Thursday, August 9, 2012

Jerry Garcia Died Today......



So August 9th 1995 started off like any normal summer day.  I was to train at my new job and then off to my friends house to jam and smoke pot and just hang out.

But suddenly the TV screens filled with images of Jerry Garcia.  I immediately knew that he was dead.  His face was never on the tv screens.  And indeed my sense was correct.  Jerry Garcia had died that morning, 4:23 am, at Serenity Knolls.

I was taken aback.  I couldn't breath. I couldn't move and I couldn't think.  I asked my manager if I could leave stating that I would be of no use that day.  She allowed it.

I went home and upon returning the table was littered with phone messages from family, friends and loved ones expressing their condolences to me.  There was also a single lit candle on the table.  I was taken aback that so many people would call me to expresst their condolences for someone I didn't even know, but really I knew him. We all did.  We all understood what this meant and how it would affect us.

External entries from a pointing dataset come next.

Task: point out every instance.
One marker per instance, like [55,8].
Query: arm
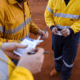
[49,14]
[76,26]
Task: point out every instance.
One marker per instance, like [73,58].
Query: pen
[44,31]
[33,52]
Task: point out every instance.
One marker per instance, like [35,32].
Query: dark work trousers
[65,49]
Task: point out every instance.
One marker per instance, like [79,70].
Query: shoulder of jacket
[3,3]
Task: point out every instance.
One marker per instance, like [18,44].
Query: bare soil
[38,8]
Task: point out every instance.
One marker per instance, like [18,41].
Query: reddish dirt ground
[38,8]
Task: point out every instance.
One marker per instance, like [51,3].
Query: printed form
[31,45]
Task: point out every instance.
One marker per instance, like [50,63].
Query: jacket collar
[12,1]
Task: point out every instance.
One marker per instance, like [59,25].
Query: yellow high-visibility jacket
[15,23]
[62,16]
[8,70]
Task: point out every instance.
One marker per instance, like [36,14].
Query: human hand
[8,49]
[55,31]
[32,62]
[43,34]
[65,32]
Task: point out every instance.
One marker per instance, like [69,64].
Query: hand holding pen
[43,34]
[34,51]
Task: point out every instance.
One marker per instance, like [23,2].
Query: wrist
[0,44]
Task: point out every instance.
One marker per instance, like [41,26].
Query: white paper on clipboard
[31,45]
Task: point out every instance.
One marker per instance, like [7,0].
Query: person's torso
[16,20]
[66,15]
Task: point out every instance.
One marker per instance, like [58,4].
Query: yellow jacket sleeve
[2,28]
[48,15]
[20,73]
[76,26]
[33,28]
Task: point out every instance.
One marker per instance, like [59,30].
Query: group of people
[15,24]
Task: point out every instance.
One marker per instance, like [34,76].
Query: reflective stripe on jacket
[15,23]
[8,71]
[62,16]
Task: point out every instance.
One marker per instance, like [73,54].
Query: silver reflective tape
[61,27]
[24,37]
[66,15]
[49,9]
[1,29]
[13,31]
[58,58]
[67,65]
[3,67]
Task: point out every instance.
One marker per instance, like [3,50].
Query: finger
[20,45]
[39,51]
[11,55]
[30,50]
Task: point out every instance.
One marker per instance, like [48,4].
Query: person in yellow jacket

I broke down.  I was overwhelmed by the grief of knowing this amazingly talented man was gone, never to play another note. 

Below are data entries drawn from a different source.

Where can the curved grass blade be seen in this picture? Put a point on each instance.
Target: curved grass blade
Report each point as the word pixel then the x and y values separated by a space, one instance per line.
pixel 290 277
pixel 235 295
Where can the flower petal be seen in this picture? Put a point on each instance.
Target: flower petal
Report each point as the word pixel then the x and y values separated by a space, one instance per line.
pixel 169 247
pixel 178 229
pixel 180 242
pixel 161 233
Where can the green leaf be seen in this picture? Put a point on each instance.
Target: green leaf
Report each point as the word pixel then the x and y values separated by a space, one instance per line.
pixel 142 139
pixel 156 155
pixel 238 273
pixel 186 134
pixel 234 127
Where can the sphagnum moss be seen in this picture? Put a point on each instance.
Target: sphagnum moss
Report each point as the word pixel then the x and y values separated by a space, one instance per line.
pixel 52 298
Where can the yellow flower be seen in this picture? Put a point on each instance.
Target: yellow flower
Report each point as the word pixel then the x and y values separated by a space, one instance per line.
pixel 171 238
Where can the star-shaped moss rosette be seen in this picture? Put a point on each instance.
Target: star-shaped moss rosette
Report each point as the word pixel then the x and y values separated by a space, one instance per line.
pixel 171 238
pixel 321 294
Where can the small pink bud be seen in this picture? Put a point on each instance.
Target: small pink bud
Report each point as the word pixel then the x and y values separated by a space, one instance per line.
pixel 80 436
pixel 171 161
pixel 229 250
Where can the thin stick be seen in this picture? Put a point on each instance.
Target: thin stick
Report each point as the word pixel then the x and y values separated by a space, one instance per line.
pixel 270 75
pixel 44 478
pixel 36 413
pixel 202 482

Well people in grief have a choice. Sit there and wallow or move into action in an effort to avoid the hurt.  Immediately a group of us got together and started jamming Grateful Dead songs. "Let there be songs to fill the air."  We smoked joints and told stories of Jerry and Grateful Dead concerts.  We laughed, we played some more, and we hid our tears.

A few days later we all gathered in the Forest Preserve, even the local newspaper was there.  We all had instruments and we all hugged.

The sky was cloudy with a few rain drops falling as if the sky also knew the pain of our loss.  We all played a heartfelt vesion of Not Fade Away and as we chanted, "know our love will not fade away...", a small opening appeared in the clouds and then as if with Jerry's acknowledgement there appeared a shiny rainbow.

We all jumped to our feet and cheered and broke into tears.  Jerry was with us.  Jerry heard our song and felt our pain.  He wanted us to know that he knew.

We all hugged and shouted at the rainbow screaming, "Jerry!!!!!"

After awhile we slowly dispersed.  Back to reality and back to be alone.  Listening to Grateful Dead music for the first time had become sad and depressing, but uplifting and with promise in other ways.

My friend and I quickly organized a memorial concert to be held two days later. It was just he and I with our guitars in a little coffee shop.  That night 80 people showed up and most couldn't fit inside the place so the owner set up two speakers outside and people sat in the parking lot and listened.

After the show a young woman came up to me crying and hugged me and just said, "Thanks." Then she walked off.

I looked up at the sky and to Jerry I said, "Thanks."